The IFP supports the R249 million Budget allocation for the Department of Community Safety & Liaison for 2020/21 financial year.

Before I continue with the debate, I wish to say that it is unfortunate that the MEC decided to mention only the late Philip Mkhwanazi of the ANC, with the exclusion of the late Thengezakhe Timothy Maphanga of the IFP, who was gunned down three weeks before Mkhwanazi, in the same area of Mtubatuba.


But first and foremost, as the IFP we wish to commend the role played by the police and army in enforcing lockdown regulations during this time of the COVID-19 pandemic, and they must continue to enforce the lockdown regulations.

In the same breath we want to raise our serious concern about police brutality when enforcing lockdown regulations. This is evident in the Independent Police Investigative Directorate (IPID) report, which has revealed that the number of assault cases against SAPS (South African Police Force) members in KwaZulu-Natal (KZN) has increased by a staggering 95% in May, when compared to the same period last year. The report – tabled during a virtual meeting of the KZN Community Safety Portfolio Committee held few days ago – showed that during in May 2020, KZN saw an increase from 41 in 2019, and 80 in 2020. There was also a 41.6% increase in the number of assault cases opened against law enforcement officers when comparing April 2019 and April 2020, (actual numbers are 28 in 2019, and 48 in 2020). The IFP challenges the MEC for Community Safety & Liaison to provide a detailed plan to combat police brutality.

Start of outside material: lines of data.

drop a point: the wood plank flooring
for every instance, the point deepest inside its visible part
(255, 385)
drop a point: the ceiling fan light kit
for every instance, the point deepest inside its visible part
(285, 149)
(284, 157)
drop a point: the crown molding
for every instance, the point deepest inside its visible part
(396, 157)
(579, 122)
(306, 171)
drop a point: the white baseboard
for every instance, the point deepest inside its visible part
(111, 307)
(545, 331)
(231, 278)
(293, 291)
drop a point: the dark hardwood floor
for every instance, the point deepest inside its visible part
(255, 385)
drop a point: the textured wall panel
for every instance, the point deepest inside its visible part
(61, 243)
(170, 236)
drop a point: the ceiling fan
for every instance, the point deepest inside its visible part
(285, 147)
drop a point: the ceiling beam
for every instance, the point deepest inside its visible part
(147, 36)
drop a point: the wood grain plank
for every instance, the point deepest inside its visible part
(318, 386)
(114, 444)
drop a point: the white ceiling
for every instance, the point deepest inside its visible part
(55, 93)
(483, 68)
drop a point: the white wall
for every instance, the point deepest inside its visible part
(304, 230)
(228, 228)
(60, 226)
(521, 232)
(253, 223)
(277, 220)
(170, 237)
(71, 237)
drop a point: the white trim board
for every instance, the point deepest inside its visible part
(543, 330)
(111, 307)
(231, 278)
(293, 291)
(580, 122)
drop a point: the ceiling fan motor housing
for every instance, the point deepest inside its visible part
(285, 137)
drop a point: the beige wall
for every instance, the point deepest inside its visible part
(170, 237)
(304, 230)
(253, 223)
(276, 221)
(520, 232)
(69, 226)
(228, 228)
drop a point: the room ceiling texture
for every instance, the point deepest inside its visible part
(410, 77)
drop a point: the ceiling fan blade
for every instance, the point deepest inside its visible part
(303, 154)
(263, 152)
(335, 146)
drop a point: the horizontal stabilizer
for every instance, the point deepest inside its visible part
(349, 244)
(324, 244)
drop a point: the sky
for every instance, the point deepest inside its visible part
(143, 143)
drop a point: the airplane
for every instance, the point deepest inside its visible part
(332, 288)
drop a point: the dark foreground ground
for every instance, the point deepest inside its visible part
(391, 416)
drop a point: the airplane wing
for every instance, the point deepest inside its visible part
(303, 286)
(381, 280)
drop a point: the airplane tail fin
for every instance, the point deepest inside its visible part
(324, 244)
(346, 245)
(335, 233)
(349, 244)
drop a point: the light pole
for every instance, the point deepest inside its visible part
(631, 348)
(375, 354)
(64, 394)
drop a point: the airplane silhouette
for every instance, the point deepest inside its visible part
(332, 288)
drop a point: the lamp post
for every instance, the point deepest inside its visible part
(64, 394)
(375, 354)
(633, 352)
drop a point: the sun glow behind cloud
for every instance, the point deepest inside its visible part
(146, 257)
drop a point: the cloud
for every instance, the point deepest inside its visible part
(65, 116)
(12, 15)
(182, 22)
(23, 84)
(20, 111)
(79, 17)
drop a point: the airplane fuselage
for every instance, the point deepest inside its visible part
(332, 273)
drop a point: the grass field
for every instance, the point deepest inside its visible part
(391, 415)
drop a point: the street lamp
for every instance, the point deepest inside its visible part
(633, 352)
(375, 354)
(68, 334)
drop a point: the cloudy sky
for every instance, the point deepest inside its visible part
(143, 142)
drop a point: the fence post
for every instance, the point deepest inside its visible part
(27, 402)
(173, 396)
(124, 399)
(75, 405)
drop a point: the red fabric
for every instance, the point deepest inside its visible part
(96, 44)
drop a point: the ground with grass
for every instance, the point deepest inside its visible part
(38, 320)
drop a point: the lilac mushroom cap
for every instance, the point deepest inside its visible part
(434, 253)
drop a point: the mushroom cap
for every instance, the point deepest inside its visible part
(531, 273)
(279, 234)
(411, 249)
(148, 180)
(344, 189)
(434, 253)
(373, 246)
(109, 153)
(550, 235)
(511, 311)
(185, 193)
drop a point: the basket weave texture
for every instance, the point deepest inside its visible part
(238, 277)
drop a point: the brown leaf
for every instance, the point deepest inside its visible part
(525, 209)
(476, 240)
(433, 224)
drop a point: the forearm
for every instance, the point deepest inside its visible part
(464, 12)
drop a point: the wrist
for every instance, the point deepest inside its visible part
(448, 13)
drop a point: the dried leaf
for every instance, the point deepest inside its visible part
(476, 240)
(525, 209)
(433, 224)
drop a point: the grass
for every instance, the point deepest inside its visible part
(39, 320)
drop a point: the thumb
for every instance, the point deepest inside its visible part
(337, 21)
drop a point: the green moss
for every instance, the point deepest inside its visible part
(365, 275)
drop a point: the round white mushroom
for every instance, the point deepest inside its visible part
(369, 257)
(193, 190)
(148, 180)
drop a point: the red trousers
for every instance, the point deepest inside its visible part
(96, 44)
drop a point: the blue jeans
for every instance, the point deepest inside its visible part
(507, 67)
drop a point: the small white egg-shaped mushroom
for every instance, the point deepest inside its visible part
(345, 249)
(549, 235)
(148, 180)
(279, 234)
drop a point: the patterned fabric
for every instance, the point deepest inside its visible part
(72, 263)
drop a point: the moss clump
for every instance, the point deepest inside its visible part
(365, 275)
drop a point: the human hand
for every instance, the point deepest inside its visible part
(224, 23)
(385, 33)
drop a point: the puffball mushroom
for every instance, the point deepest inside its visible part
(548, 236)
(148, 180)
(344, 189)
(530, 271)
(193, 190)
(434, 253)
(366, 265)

During 2019 SOPA the Premier of KZN promised the citizens of KwaZulu-Natal that he would deal with the issues of lawlessness, crime, killings, property vandalism, social ills, the proliferation of drugs and guns, women and children abuse and sexual crimes. However, the latest crime statistics paint a grim picture, with most crimes showing an upward trajectory. All the crimes that scare us the most have spiked in KwaZulu-Natal. Murder increased by 0.3% while robbery with aggravated circumstances saw an increase of 2.7% in 2019. Sexual offences jumped by 6.3% while rape increased by a devastating 5.9%.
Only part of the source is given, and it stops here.